50. With regard to Section 4 of the Arbitration Act, i.e. waiver to object, the Supreme Court in Central Organization for Railway Electrification (supra) has held that Section 4 is a deeming provision. It deems that a party has waived its right to object if it proceeds with the arbitration without stating its objection to non-compliance of any provisions from which the parties may derogate or of any requirement 28 NEUTRAL CITATION NO. 2026:MPHC-JBP:31454 A.A. No. 14 of 2023 & 25 of 2023 under the arbitration agreement. Pursuant to Section 4 of the Arbitration and Conciliation Arbitration Act, a party which knows that a requirement under the arbitration agreement has not been complied with and still proceeds with the arbitration without raising an objection, as soon as possible, waives their right to object. It has further been held that Section 4 distinguishes between derogable (non- mandatory) and mandatory provisions.

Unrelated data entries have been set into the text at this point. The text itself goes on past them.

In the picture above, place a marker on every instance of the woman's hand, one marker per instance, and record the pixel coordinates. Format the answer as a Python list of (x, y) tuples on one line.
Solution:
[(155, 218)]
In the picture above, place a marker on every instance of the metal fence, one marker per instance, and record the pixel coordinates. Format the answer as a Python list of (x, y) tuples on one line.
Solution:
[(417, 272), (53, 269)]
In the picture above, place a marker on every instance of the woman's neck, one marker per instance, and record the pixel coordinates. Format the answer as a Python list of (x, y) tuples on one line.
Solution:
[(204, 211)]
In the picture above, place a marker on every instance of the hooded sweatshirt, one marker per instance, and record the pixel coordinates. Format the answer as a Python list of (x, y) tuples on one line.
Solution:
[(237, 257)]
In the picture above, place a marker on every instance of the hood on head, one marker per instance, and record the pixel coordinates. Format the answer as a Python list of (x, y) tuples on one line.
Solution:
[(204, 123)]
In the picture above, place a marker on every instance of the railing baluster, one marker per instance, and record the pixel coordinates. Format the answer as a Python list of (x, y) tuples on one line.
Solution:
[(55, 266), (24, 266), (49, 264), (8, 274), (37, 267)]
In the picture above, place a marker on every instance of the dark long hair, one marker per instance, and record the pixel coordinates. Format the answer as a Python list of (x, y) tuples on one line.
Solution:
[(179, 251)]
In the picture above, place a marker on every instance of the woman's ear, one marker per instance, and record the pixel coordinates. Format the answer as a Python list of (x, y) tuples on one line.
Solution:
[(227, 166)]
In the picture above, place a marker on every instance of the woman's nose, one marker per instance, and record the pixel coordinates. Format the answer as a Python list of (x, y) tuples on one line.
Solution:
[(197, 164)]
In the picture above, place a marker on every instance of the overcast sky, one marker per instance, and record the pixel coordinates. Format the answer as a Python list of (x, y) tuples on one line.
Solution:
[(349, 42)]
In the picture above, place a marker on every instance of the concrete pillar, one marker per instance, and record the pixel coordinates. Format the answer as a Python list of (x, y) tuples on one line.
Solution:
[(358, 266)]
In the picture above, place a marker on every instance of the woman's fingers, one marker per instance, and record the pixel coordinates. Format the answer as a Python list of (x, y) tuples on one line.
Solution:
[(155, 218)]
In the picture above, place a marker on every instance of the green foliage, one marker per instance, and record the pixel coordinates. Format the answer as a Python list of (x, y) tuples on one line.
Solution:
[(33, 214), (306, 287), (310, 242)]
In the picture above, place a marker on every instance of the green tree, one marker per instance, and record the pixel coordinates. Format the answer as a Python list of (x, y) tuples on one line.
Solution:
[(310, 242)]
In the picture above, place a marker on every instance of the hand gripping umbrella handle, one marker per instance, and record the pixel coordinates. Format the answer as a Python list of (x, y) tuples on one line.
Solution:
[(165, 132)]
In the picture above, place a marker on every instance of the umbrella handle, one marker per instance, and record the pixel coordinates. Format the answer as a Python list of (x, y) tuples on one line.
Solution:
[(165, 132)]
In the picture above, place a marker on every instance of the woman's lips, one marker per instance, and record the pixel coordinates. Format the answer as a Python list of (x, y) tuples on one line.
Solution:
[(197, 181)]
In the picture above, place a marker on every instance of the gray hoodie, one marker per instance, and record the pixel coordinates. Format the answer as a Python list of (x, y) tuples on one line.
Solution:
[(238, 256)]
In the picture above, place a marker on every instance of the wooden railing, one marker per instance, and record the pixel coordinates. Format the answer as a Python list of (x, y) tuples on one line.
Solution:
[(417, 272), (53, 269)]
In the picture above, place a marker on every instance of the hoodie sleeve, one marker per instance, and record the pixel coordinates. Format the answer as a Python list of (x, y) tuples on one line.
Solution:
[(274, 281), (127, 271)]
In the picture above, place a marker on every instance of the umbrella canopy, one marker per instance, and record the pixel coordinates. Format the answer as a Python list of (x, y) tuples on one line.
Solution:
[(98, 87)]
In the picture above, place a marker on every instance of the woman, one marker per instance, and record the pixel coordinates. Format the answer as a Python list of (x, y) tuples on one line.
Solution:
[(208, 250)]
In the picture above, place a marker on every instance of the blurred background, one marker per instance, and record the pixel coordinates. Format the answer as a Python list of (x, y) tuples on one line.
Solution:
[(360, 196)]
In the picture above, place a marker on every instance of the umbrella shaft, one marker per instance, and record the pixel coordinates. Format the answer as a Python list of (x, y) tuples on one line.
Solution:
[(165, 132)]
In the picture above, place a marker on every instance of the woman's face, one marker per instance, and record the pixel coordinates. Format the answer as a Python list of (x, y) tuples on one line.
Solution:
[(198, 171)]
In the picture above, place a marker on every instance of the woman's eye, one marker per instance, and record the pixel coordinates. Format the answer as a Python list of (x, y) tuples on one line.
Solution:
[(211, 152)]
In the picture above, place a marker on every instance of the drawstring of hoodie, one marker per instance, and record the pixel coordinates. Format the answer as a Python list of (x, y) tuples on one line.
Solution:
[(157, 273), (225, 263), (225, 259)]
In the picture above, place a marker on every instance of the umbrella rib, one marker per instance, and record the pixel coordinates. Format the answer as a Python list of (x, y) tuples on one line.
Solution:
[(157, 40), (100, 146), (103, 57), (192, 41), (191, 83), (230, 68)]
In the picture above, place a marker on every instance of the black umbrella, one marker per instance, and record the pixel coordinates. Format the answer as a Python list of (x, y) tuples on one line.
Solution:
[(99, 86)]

51. The Supreme Court in Central Organization for Railway Electrification (supra) noticed that Section 4 of the Arbitration Act is based on Article 4 of the UNCITRAL Model Law on International Commercial Arbitration. The Supreme Court held that a party to arbitration has a right to object to any non-compliance with procedural requirements. Section 4 implies a waiver of this right under certain conditions based on the principle of waiver or estoppel. The procedural default at issue must be stipulated either in the arbitration agreement or a non-mandatory provision under Part I of the Arbitration Act. If the arbitration agreement is silent on a procedural point, the provisions of the Arbitration Act take effect. According to Section 4, a party cannot insist on compliance with non-mandatory provisions of the Arbitration Act if it fails to make a timely objection. Section 4 of the Arbitration Act necessarily implies that the parties cannot proceed with arbitration in derogation of a mandatory provision.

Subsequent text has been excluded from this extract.